Sandra da eşi de bir roman yazarıdır. İnsanlar neden roman okur, roman gibi kurmaca metinlere neden ihtiyaç duyar? Prof. Dr. Beliz Güçbilmez, Anne Ben Düştüm mü? adlı kitabında “Kurmacalara neden muhtacız?” sorusunun cevabını güçlü argümanlarla aramaya çalışmaktadır. Güçbilmez, gerçekliğin ulaşabilirliğini felsefi açıdan tartışmakta ve gerçeğe ulaşmak konusundaki engellerden dem vurmaktadır. Güçbilmez’e göre artık tartışmasız bir hakikat belgesi yoktur. Görünür olanı birebir yansıtan fotoğrafın bile artık grafik tasarım programlarıyla iz bırakmadan değiştirilebileceğinden hakikatinin tartışılabilirliğine dikkat çekmektedir. Yazara göre gerçek, gündeliğin içinde bulunamaz. 

 “Gerçek, ‘olan’ değil ‘üretilen’dir: dille, yazıyla, ifadeyle, düşünceyle imgeyle. Öyleyse dili, düşünceyi ve imgeyi bir araya getiren ve kendini bunlardan kuran, gerçeklik iddiasından geri çekilmiş kurmacalar pekâlâ aradığımız hakikatin adresi olabilir.” (Anne Ben Düştüm mü, s.33) 

 Yaşamın gerçekliği ile kurmaca metinlerin gerçek dışılığını bir teraziye koysak rasyonel akıl yaşamın gerçekliğinin ağır basacağını söyler. Oysa yanılır. Çünkü kurmaca metinlerdeki gerçek dışılık bir sebepten ötürü yaşamın gerçekliğinin önünden gider. Yaşam dağınıktır, düzensizdir, rastgeledir ve öngörülemezdir. Kurmaca metinlerdeyse her şey belli bir nedenselliğe dayanmak zorundadır. Bu sebeple aklın kavrayabileceği bir gerçekliği yaşamda değil, kurmaca metinlerde buluruz. Jaques Ranciere, Kurmacanın Kıyıları kitabında “kurmacayı olağan deneyimden ayıran şey, gerçekliğin eksik değil rasyonelliğin (akla dayalı, akla uygun) fazla oluşudur.” der. Bu bağlamlarda filme bakacak olursak Sandra’nın izleyici üzerinde gerilim yaratan çıkmazından kurtuluş yolu salt gerçeğe tutunmak olamayacaktır.

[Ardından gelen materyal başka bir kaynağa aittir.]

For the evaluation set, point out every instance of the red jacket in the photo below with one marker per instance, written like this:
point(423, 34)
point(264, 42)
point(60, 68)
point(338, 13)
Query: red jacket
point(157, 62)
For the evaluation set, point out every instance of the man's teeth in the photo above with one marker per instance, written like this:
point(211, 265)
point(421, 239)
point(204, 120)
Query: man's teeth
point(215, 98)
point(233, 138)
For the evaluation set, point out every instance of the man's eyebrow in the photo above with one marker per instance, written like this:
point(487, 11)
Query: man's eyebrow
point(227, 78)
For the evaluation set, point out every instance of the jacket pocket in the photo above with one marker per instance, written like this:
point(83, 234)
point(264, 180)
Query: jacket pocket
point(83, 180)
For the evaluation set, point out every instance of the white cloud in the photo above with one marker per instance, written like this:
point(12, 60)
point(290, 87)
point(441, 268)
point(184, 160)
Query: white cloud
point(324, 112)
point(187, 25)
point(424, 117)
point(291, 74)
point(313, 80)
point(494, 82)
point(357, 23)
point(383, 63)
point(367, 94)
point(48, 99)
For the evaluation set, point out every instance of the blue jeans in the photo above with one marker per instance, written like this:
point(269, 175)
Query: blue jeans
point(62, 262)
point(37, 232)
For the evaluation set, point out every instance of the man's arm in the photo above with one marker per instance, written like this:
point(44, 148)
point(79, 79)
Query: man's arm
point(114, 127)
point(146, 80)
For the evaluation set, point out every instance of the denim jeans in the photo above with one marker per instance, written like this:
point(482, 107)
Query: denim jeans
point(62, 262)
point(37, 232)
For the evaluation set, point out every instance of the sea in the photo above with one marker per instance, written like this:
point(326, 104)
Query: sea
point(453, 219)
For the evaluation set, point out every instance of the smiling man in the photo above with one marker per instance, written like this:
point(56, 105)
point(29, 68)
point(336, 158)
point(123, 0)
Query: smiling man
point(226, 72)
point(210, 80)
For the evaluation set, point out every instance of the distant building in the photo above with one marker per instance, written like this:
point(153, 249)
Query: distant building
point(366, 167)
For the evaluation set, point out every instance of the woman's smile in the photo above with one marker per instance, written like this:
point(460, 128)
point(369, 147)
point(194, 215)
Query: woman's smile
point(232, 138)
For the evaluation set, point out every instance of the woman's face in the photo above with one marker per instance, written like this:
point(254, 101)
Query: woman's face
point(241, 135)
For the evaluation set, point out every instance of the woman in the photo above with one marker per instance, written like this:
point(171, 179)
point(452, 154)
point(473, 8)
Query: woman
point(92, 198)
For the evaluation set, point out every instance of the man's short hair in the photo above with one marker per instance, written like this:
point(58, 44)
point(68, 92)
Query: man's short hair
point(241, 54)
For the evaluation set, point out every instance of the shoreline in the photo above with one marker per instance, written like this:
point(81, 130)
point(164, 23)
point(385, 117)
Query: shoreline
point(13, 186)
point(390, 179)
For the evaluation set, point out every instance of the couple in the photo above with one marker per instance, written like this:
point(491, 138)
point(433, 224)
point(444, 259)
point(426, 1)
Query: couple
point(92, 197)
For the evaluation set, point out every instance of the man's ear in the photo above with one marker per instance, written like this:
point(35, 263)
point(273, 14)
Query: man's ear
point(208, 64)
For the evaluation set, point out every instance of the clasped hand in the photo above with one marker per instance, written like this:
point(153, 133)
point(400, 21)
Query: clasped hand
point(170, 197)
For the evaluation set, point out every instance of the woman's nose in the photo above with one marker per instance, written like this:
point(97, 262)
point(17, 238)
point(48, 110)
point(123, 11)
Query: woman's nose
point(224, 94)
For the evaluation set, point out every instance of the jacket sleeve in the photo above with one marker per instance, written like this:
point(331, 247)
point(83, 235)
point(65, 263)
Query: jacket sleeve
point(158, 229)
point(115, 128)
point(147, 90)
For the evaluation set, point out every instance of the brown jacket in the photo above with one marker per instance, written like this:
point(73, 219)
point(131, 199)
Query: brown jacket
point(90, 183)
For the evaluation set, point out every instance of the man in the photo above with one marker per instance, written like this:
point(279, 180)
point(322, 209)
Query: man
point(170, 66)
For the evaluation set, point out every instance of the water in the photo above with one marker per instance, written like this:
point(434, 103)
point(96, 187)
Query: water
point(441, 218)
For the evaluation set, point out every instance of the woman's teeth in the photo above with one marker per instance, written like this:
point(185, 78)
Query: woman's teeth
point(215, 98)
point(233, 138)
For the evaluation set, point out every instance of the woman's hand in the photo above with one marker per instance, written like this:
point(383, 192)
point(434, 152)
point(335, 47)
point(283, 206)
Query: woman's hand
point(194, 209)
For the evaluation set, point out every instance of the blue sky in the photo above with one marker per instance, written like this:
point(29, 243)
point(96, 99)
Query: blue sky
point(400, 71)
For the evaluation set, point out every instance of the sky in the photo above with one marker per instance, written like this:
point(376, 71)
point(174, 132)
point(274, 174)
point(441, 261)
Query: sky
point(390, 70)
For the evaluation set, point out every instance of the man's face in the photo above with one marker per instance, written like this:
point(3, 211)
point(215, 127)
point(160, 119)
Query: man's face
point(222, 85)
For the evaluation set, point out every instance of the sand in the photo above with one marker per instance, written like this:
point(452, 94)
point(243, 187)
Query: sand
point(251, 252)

 Filmin neredeyse üçte ikisini kapsayan mahkeme salonu sahnesinde savcı, Sandra’ya gerçekleri kullanarak argüman üretmektedir. Sandra da aynı gerçeklerle soruları yanıtlamaktadır. Buna rağmen bir çatışma yaşanır. Çünkü savcının gerçeği kurgulayış şekli ve gerçek olaylar üzerinde kurduğu neden- sonuç ilişkileri epeyce ikna edicidir. Bu paradoksal durum da hakikatin aldatıcılığını ve göreliğini net bir şekilde gözler önüne serer. Bir burjuva mahkemesinin ahlak anlayışına içkin nizamın hâkimi ve jüri konumundaki filmin izleyeni gerçekliğin yapısındaki bu dağınık hâlden rahatsız olur ve kolaylıkla manipüle edilebilir. Bu yüzdendir ki filmdeki krizlerin çözüm noktası bir başka gerçeklik olacaktır.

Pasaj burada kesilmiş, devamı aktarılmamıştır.